What do you usually prepare for your family for Chanukah?
It might turn people off for me to say that I basically smell like oil the whole week.
That’s great. It’s in the spirit. I love it!
My house smells like a fast food restaurant the whole week because I’m just frying the whole week. But there are some very nice Chanukah friendly recipes. I have a set of menus in the back of the book, and there’s actually a nice Chanukah menu back there.

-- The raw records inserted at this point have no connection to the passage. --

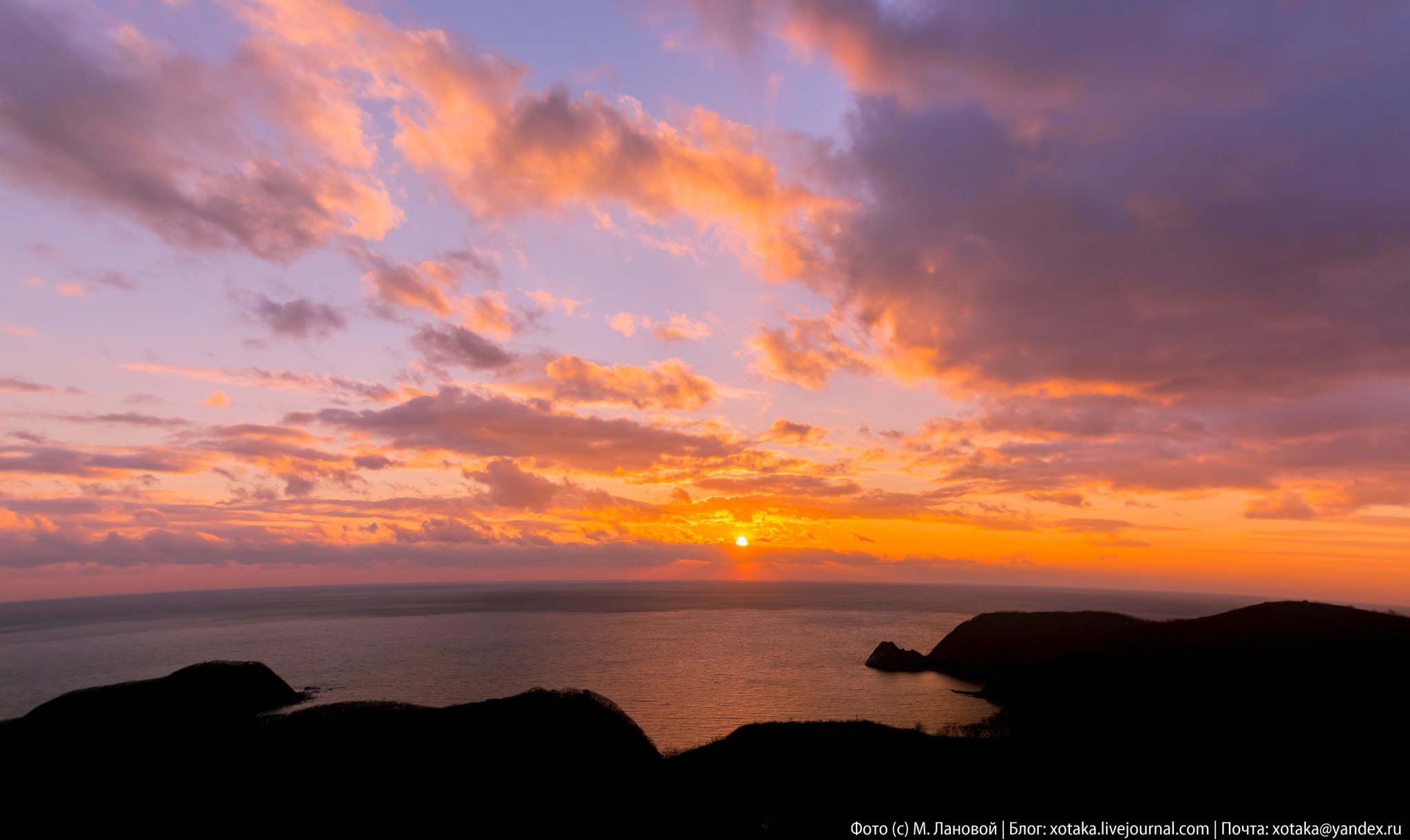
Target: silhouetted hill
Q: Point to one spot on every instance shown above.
(1268, 713)
(993, 643)
(1252, 675)
(208, 694)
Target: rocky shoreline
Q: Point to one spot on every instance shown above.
(1093, 705)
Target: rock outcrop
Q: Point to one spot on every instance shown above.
(889, 657)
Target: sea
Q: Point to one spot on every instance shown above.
(688, 662)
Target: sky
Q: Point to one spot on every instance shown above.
(1073, 293)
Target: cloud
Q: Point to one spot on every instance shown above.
(171, 140)
(109, 463)
(10, 328)
(677, 327)
(452, 346)
(412, 286)
(806, 354)
(549, 301)
(116, 280)
(464, 118)
(787, 432)
(784, 487)
(511, 487)
(1285, 506)
(298, 319)
(20, 385)
(125, 419)
(669, 385)
(465, 423)
(337, 386)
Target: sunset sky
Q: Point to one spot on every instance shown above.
(1049, 293)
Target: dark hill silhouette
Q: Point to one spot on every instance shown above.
(993, 643)
(1271, 713)
(1250, 677)
(208, 694)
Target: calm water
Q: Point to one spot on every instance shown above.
(688, 662)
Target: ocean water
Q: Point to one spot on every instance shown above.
(688, 662)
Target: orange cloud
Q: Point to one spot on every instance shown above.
(670, 385)
(464, 118)
(787, 432)
(806, 354)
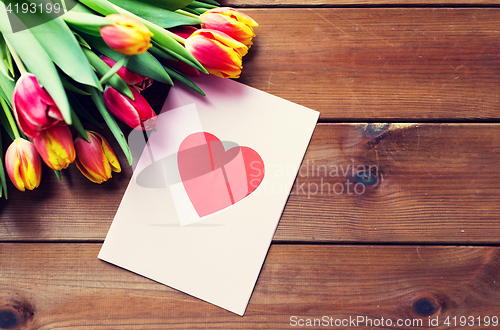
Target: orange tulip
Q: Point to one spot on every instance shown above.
(55, 146)
(127, 35)
(95, 159)
(136, 113)
(220, 54)
(232, 22)
(23, 164)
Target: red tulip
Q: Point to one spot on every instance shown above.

I make an array of latkes. The latke recipe I put in the book is only one of many recipes for latkes that I make at home. But I wanted to have a nice variety, so I only put one in the book. We also make doughnuts, but I didn’t put that in the book. The shiitake vegetable egg rolls are delicious, and they are a treat as a fried item. The Fried Caprese Skewers are also a very nice treat for a Chanukah party. For that recipe, there are frying tips for frying cheese because a lot of people can get challenged with that. Another great recipe for Chanukah is the Baked Brie. It’s very easy. If you can get a good wheel of Brie, like from the Cheese Guy, you won’t have any leftovers.
You may have noticed that my dairy section is tremendously big in the book. I enjoy cooking dairy dishes. And I really had to narrow down the section, to be honest.